The first Indaba followed on from the Bible Study which today consisted of only five of us, a Bishop from Connecticut, North America, who is our facilitator, and three Indian bishops. It was a good experience, in which I was encouraged to participate fully. It was humbling to hear the answer to the question - set in the context of the story of Jesus walking on the water and saying to the disciples in the boat, ‘I am, do not be afraid’ – what are the things that bring fear to Christians in your own context? ‘Waiting for the church to be burnt for the third time’, ‘Waiting for an excuse to be attacked.’ And not just for being a minority religion, but for being linked to the West. For these brothers from India expressing faith in ‘I am’ rather than living in fear was inspiring.
And the Indaba group? Well, so far, it’s what it said on the packing. We set some ground rules and then in quietness answered three questions. We then moved into two conversations in different pairs and then formed a group of five in which we explored in more detail the question, ‘Who am I as an Anglican bishop?’ At this point I might have felt left out, but not only was I was fully included but the group immediately offered to ordain me to the episcopacy there and then, and were already improvising for a bishop’s staff and Episcopal ring! Of course I resisted. What followed was not significantly different to the conversation I might have with my Team Leader colleagues, or indeed all Regional Ministers.
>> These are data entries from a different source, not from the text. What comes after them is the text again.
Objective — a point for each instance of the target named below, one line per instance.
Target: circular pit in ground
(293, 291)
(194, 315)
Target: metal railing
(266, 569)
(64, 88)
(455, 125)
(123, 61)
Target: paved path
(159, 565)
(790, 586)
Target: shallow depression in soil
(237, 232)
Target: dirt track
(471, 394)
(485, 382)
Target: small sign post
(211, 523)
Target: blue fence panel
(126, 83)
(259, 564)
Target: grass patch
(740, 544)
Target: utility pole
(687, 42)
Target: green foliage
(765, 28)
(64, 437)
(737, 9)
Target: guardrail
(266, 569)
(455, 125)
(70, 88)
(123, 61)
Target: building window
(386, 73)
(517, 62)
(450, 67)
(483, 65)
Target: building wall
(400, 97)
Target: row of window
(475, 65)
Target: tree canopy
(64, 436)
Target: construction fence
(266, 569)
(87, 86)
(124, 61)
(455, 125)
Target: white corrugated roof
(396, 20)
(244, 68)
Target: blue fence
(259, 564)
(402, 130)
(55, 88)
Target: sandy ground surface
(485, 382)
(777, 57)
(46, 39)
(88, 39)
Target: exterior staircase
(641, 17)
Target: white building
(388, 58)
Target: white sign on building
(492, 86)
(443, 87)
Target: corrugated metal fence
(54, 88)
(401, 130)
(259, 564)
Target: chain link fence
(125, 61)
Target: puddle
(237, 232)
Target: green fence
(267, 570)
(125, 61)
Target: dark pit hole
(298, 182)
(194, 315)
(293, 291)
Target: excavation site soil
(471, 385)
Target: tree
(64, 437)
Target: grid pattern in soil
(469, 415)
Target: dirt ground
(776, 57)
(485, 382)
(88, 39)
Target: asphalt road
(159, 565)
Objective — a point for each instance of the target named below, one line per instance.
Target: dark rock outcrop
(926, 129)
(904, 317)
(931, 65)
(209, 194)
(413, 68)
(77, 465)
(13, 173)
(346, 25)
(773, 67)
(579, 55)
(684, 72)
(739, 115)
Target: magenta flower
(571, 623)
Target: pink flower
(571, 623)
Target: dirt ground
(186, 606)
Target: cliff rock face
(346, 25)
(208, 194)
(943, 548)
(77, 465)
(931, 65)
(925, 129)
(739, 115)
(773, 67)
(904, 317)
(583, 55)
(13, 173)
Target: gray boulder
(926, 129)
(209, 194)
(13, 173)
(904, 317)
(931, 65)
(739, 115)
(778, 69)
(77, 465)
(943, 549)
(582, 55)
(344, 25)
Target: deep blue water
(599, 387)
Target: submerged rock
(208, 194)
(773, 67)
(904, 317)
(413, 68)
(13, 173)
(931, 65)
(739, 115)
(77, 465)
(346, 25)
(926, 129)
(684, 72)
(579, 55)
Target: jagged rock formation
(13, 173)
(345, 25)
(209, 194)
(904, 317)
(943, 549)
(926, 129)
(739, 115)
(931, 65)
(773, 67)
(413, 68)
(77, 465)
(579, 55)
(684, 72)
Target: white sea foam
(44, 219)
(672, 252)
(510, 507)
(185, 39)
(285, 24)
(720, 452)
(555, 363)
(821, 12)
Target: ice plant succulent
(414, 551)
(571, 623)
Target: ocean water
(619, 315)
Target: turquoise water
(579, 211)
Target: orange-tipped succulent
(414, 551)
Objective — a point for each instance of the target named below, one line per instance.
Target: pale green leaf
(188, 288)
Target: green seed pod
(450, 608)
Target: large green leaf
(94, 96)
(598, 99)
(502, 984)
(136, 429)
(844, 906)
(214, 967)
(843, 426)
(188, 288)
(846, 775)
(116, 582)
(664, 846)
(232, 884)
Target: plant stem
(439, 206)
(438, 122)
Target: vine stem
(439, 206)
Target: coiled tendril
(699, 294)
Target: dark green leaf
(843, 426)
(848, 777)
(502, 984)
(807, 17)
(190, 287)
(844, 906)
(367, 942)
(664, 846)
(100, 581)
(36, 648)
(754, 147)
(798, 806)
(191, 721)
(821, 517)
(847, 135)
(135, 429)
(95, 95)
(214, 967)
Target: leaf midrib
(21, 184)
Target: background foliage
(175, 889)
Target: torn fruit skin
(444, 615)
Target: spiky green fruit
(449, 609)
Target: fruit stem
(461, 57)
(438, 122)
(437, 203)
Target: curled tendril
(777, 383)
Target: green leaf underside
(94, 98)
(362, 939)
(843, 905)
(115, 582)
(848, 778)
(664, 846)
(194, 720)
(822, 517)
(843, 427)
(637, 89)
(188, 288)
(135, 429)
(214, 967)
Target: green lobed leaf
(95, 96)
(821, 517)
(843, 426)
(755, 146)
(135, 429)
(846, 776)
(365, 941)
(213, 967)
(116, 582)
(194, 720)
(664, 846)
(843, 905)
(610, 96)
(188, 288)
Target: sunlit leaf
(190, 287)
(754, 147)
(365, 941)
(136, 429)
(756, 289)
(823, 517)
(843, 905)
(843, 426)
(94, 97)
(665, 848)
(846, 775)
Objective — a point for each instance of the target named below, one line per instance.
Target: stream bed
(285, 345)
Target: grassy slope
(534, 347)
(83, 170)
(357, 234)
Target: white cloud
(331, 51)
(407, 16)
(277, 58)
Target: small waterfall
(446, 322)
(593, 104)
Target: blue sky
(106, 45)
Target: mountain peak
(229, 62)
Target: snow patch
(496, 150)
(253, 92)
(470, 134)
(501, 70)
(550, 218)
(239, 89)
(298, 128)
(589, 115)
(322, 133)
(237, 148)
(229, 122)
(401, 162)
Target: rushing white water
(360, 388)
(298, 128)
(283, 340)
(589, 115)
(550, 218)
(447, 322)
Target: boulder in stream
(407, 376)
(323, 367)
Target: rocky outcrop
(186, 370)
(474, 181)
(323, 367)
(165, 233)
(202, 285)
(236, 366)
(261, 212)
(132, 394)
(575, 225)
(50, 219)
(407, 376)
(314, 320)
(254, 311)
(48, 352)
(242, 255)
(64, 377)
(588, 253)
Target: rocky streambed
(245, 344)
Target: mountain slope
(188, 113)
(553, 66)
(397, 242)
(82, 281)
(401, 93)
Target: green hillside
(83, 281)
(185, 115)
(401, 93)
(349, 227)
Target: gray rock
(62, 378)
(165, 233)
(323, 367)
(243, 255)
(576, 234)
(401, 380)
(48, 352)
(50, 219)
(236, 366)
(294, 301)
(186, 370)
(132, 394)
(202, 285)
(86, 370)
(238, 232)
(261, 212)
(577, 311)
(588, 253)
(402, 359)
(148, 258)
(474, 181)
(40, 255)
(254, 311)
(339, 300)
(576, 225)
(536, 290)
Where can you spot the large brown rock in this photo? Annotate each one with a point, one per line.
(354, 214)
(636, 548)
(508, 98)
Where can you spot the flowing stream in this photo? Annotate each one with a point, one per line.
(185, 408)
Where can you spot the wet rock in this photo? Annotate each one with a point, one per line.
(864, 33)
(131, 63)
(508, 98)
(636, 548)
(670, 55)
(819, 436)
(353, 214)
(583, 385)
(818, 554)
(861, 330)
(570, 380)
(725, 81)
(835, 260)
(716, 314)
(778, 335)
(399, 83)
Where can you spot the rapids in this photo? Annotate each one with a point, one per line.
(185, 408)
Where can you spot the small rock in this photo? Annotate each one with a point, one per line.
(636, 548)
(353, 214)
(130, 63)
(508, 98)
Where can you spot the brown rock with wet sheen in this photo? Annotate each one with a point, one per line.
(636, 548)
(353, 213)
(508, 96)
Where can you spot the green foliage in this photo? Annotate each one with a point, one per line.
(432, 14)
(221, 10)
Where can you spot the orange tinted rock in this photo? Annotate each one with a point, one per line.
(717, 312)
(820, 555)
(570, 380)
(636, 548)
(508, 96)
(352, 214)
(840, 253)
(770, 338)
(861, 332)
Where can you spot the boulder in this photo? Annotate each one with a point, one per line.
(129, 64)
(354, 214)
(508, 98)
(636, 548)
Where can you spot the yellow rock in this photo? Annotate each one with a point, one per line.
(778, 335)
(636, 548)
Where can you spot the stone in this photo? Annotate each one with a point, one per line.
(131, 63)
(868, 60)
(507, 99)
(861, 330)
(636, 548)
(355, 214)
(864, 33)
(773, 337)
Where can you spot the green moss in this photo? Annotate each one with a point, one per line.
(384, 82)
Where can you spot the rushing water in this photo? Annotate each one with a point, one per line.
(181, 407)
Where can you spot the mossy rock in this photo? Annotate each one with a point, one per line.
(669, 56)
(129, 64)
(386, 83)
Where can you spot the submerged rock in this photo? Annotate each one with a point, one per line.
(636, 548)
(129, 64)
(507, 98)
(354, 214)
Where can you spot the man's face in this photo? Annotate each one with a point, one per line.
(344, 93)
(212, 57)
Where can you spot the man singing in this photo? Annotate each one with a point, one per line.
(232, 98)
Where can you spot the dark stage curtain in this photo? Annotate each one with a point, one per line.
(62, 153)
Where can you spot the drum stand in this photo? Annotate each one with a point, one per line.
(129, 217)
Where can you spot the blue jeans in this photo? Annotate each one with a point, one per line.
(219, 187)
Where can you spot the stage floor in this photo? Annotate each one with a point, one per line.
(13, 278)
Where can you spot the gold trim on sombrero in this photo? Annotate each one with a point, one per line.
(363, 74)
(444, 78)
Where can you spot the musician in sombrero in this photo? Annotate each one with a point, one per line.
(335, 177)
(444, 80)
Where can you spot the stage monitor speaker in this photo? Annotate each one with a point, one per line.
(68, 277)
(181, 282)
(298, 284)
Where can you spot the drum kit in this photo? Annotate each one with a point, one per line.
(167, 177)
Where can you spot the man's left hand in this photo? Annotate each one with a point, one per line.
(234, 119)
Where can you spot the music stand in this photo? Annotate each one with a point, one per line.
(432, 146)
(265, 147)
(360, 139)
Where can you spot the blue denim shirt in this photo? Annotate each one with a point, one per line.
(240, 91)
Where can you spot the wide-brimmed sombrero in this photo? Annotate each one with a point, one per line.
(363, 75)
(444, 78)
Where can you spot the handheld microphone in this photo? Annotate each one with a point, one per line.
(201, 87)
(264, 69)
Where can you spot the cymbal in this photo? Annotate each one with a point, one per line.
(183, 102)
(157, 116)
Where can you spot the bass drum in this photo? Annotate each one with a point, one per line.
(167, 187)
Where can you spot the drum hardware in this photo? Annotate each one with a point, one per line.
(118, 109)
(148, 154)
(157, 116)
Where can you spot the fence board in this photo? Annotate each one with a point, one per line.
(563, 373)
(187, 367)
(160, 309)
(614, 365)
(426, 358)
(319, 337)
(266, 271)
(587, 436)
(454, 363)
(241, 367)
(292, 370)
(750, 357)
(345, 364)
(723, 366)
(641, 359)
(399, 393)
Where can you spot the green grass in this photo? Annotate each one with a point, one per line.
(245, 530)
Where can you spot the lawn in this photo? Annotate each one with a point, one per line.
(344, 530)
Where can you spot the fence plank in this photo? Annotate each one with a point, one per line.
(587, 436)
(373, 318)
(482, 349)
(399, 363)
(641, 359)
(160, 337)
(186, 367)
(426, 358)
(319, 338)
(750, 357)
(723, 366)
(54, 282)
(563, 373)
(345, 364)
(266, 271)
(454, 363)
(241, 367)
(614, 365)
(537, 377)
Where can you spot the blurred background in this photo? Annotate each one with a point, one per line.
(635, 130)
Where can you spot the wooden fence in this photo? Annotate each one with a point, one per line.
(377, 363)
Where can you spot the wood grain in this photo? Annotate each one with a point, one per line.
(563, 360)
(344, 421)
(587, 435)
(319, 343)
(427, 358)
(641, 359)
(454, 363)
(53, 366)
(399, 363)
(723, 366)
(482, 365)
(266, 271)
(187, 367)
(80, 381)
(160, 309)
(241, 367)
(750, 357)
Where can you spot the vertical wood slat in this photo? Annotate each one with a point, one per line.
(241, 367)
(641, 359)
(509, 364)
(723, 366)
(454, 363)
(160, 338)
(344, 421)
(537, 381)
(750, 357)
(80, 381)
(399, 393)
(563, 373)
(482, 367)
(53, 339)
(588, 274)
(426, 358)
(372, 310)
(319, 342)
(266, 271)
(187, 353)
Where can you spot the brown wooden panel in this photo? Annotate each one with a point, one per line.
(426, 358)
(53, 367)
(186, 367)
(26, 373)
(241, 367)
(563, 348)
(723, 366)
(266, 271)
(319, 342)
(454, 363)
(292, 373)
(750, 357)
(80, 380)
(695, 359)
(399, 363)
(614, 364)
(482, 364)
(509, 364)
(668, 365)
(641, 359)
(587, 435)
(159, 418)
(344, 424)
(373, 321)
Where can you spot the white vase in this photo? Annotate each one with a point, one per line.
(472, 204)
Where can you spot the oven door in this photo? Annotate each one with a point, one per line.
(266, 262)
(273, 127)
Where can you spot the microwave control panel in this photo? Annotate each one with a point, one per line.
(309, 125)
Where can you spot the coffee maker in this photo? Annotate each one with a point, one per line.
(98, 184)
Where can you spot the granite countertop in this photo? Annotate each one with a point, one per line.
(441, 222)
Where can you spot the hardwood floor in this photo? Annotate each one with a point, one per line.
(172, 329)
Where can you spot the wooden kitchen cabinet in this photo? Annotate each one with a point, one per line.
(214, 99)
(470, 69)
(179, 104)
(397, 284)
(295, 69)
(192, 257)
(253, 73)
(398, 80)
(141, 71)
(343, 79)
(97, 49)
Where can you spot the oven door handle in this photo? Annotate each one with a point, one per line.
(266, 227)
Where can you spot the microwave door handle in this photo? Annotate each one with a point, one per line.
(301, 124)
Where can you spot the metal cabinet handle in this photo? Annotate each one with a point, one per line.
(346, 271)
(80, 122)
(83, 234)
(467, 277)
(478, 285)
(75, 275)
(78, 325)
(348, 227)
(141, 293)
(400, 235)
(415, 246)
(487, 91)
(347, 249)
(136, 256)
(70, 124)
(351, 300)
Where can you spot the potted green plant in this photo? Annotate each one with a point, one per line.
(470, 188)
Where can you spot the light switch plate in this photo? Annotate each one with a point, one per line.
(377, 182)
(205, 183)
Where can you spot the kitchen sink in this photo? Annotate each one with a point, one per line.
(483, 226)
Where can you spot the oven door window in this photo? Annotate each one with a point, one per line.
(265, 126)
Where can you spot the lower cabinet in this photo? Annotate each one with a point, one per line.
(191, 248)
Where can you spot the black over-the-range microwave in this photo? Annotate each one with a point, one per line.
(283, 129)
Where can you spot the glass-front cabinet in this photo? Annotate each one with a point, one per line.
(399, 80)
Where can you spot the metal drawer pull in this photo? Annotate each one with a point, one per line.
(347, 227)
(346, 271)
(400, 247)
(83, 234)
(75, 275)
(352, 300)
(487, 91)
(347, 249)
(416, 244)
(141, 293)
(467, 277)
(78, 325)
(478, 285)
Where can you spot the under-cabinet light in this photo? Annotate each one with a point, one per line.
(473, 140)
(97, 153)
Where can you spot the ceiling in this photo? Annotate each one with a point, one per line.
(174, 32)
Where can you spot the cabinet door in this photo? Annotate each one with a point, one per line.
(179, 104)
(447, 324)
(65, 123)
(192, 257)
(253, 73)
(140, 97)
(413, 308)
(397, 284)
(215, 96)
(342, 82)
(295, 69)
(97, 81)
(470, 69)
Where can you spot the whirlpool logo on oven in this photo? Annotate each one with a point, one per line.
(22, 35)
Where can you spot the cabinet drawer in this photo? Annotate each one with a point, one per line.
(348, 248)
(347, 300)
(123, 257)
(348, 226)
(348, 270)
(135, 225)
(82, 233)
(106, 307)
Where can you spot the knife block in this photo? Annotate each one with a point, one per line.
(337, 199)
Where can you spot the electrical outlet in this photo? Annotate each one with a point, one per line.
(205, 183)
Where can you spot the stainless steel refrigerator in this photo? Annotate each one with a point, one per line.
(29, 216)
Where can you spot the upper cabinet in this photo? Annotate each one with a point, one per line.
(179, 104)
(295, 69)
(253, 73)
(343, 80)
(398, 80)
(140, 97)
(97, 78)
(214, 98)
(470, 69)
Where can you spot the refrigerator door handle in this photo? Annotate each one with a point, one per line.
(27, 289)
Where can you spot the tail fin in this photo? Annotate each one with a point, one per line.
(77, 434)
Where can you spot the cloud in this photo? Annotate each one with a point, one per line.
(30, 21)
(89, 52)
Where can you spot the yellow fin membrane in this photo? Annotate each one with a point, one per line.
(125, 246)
We then took our one sentence back and with the other small groups within the larger group, shared findings noting points of convergence and divergence.
Group dynamics are always fascinating, more so when you get a group of leaders together. And today was no exception, although everyone was very gracious and listened well. This was just the first meeting.
The second meeting followed later on in the afternoon. We took as the starting point, The Anglican Way: Signposts on a Common Journey. These are: Formed by Scripture; Shaped through Worship; Ordered for Communion; and Directed by God’s Mission. After a reading of each of these, we opted for one of these signposts for further discussion. I decided to join the group considering Formed by Scripture.
We were asked to engage with the statement which began, ‘we discern the voice of the living God in the Holy Scriptures, mediated by tradition and reason’. I was intrigued to hear the breadth of understanding, ranging from a ready acceptance of the tools of the historical-critical approach to simply taking God’s Word as it is, without allowing our culture to interfere with it in any way.
We face a similar breadth of understanding among our Baptist ministers and churches. But I return to our Baptist Declaration of Principle which begins in a different place in stating, ‘That our Lord and Saviour Jesus Christ, God manifest in the flesh, is the sole and absolute authority in all matters pertaining to faith and practice, as revealed in the Holy Scriptures, and that each Church has liberty, under the guidance of the Holy Spirit, to interpret and administer His laws.’ Interestingly, this went down extraordinarily well with my Anglican friends who seemed to be quite taken with it!